Camille : En juin dernier, on a du présenter une petite étape de Jungle Space in America, et de là, on a commencé à penser à la forme conférence par exemple. Donc le projet évolue en fonction des contraintes…

Pierre : … des opportunités aussi, des différents lieux dans lesquels on peut être accueilli. On essaie de rebondir là dessus, que chaque lieu se retrouve dans l’univers Jungle Space.

Léonard : Il y avait aussi de la volonté de ramener de la vie dans l’art, dans la manière de créer. Créer un projet évolutif, qui puisse répondre à nos envies du moment, cela nous correspond bien parce que cela nous permet de toujours être en recherche, toujours en expérimentation et de le partager avec le public. On trouve en effet que c’est important que le public assiste à ce genre de choses.

Camille : On s’est rendus compte que les gens avaient envie de toucher les matières de l’installation. Il faudrait trouver quelque chose où le public aurait plus d’interaction possible avec l’installation.

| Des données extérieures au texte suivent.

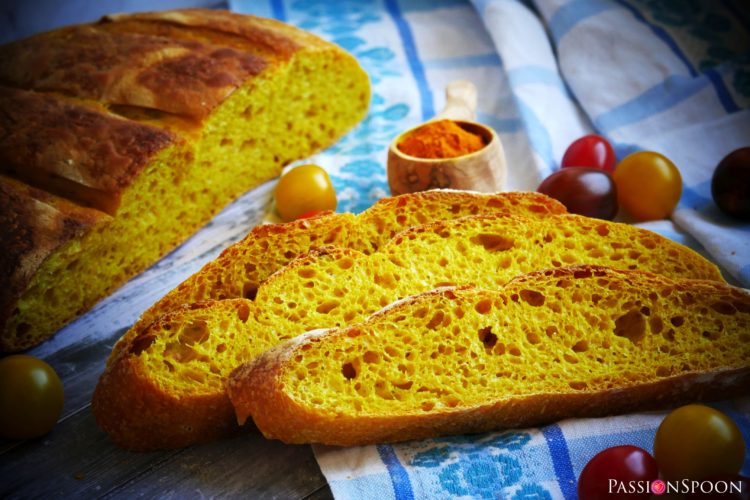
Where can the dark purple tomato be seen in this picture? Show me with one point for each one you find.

Noam : On a pensé à décorer le train par exemple.

Léonard : Il y a aussi trois volets BD qui vont sortir, et chaque fois on aimerait faire des vernissages/événements avec de l’installation et de la mise en espace de BD, de reprendre certains modules et des les améliorer. Ces trois volets seront donc Jungle, Space et in America, qui sera America.

Pierre : J’ai essayé de penser au « in » mais je n’ai pas encore trouvé quoi en faire. (rires)

Léonard : Et on va travailler sur la forme conférence, et sur la forme performative/spectacle.